At this moment, Alabama is in a state of legal and judicial disarray. A federal judge has declared the state’s constitutional amendment defining marriage as a union between a man and a woman unconstitutional, and in response the chief justice of the Alabama Supreme Court has held that the ruling is not actually binding and has admonished subordinate Alabama judicial officials not to comply with it. This is a messy situation.
My title–“Judicial Lawlessness in Alabama”–will be applied by liberal supporters of same-sex marriage to Alabama’s Chief Justice Roy Moore. They would have some ground to do so. After all, it is not usually the duty of a state judge to tell other state judges that they are not to comply with a federal court order.

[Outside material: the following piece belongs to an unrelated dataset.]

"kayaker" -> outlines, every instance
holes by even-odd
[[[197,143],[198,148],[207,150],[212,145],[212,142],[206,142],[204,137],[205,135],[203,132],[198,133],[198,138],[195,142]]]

On the other hand, it is not as if Chief Justice Moore started the conflict. That was done by the federal judge, Callie Granade, who issued a ruling striking down Alabama’s laws regarding marriage. This point is made at length and in depth by Robert McFarland in a Public Discourse piece that is very well done. The whole thing is worth reading and pondering, because it is a thoughtful account of the kind of damage this whole fight is doing to our institutions. But I’ll offer the following summary of McFarland’s arguments for why Judge Granade’s actions were not those of a prudent and responsible jurist.
First, the ruling is almost wholly gratuitous. As McFarland notes, and as almost everybody knows, this issue is currently before the Supreme Court of the United States. As far as federal judges like Granade are concerned, it will be settled in a few months. Why, then, should Granade think it is necessary to get out in front of the Supreme Court in this way? If the Court upholds the right of states to define marriage as a union between a man and a woman, her ruling will be effectively voided by this summer. If it goes the other way, any constitutional infractions the state of Alabama is committing will be resolved by this summer. In this state of things, there was no need for her to stir up this hornets’ nest in this way.
Second, federal judges are supposed to consider themselves bound by existing Supreme Court precedent. As McFarland notes, the operative precedent at the moment is Baker v. Nelson (1972), in which the Supreme Court held that a dispute like this presented no substantial federal question. Moreover, McFarland also observes that Granade is also implicitly going against the Supreme Court’s ruling on the Defense of Marriage Act in the Windsor case in 2012. There, Justice Kennedy’s opinion for the Court suggested that Congress had no business dealing with the question of marriage because it is primarily a state issue. If that is the case, then why should a federal district judge need to interfere?
In general, I think it pretty bad for any federal district judge to void any law in the absence of a very clear reason to do it–its either being obviously in contradiction with the constitutional text, or obviously in contradiction with a controlling Supreme Court interpretation of the Constitution. Voiding democratically enacted laws on the basis of subtle and questionable constitutional reasoning is not something any court at any level should be doing. But if it is going to be done, it is certainly–if I may borrow an expression of President Obama’s–“above the pay grade” of a federal district court judge.